Did they have the power, or did I?
I danced on the line of desiring simplicity and embracing my individuality—the thin line between two dimensions. Once submerged in one, there is no going back to dry earth. If attempted, one would carry scars as proof far more enduring than pruney fingers.
This wasn’t an overnight decision. I danced for years on the horizon. I walked it. I ran it. I backpedaled it. I grew confident only to be destroyed by Bible verses and false preachers. So, it wasn’t confidence at all. It was just the lack of conflict that I disguised as confidence. I masked the urge of masculinity with tight clothes to show the “woman in me,” but I also welcomed it in the forms of defying societal standards. Social justice warrior, freedom fighter at the age of 13. Fresh into the teenager stage, yet carried the wisdom of an elder.

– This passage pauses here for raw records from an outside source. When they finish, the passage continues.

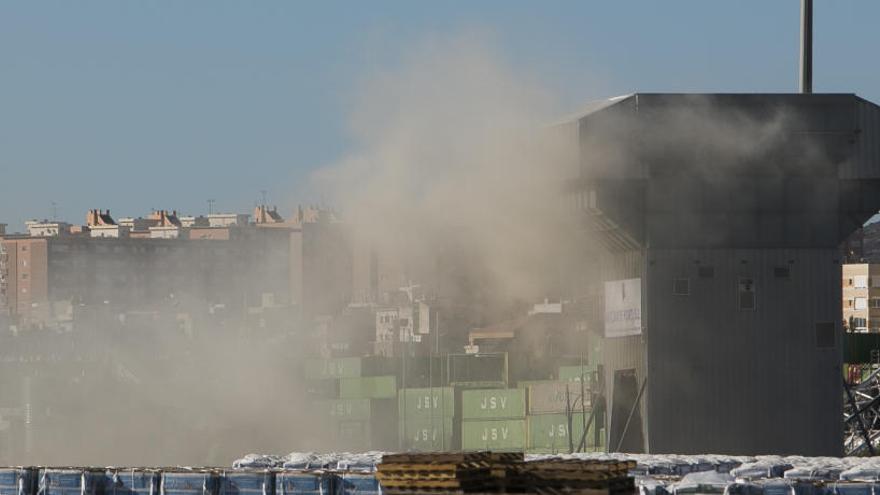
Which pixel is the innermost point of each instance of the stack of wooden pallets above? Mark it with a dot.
(484, 472)
(570, 476)
(442, 472)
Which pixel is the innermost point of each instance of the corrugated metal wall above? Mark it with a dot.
(624, 353)
(739, 381)
(866, 143)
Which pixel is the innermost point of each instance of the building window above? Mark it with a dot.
(681, 287)
(746, 294)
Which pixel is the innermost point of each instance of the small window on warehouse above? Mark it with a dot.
(681, 287)
(746, 294)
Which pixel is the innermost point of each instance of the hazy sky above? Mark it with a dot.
(132, 105)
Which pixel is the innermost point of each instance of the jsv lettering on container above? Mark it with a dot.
(495, 434)
(493, 403)
(428, 402)
(558, 431)
(426, 435)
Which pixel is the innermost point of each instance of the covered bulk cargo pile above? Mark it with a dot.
(70, 481)
(426, 419)
(247, 482)
(493, 419)
(18, 481)
(303, 483)
(131, 481)
(189, 482)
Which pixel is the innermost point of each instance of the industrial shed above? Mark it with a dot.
(727, 210)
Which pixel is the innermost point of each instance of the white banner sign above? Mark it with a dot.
(623, 307)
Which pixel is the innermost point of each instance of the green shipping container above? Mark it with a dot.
(344, 409)
(426, 403)
(333, 368)
(427, 436)
(548, 433)
(576, 373)
(368, 387)
(529, 383)
(499, 403)
(495, 435)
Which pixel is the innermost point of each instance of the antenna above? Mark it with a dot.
(806, 66)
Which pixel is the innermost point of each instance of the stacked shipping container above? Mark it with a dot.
(427, 419)
(493, 419)
(359, 408)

A defiant son of a bitch, was I.
I wanted to do everything I wasn’t supposed to. When a teacher asked for boys to help carry chairs, I stood up and raised my fist of femininity, and said, “Miss! Girls are just as capable. Give me a chair!” My voice rattled the minds of the sheltered. Then, I saw that football was “only for boys.” I had a field day with that. I trained, tried out and not only did I make it into the program – I was a starting free safety and wide receiver. I finished the year with 6 interceptions, 1 forced fumble, and two fumble recoveries. That’s damn good for an underdeveloped middle schooler.
My mother braided my hair, intertwined it with courage, cooked me dinner, seasoned with resilience, and told me bedtime stories of resistance and revolution. She instilled in me to do things no one has done before. She taught me to be a pioneer for what I believe is right.
I’ll never forget the day where she told me she “wouldn’t mind” if gay marriage was legalized. I couldn’t pry too deep because I didn’t want to give it away, although I felt like it was a given. That’s what we say in the South when something is obvious. I thought my sexuality was like asking if water is wet. Of course. Of course, it is. What an idiotic question that was. I wore my sexuality like a tattoo. I expected people to see it and know it, the way people see cross tattoos and know they’re religious. People see a hamsa or a lotus flower tattoo and know they’re spiritual. I wanted and expected people to see my hair in a bun, shorts to my knees with a hoodie, and know. I wanted them to know so I wouldn’t have to see the disappointment in their eyes when I told them. I never wanted to experience that moment.
When faced with the question, “Did they have the power, or did I?” I hesitated then, but now I’m certain that it’s me that has always had the power. I cannot now nor ever control people’s visions or thoughts, but the real power is not letting other people’s opinions intrude on my space and peace.
Unapologetically, I’m me. I always have been, I always will be. My journey was slightly different from most, but all of those experiences helped me embody my true self and discover my true strength.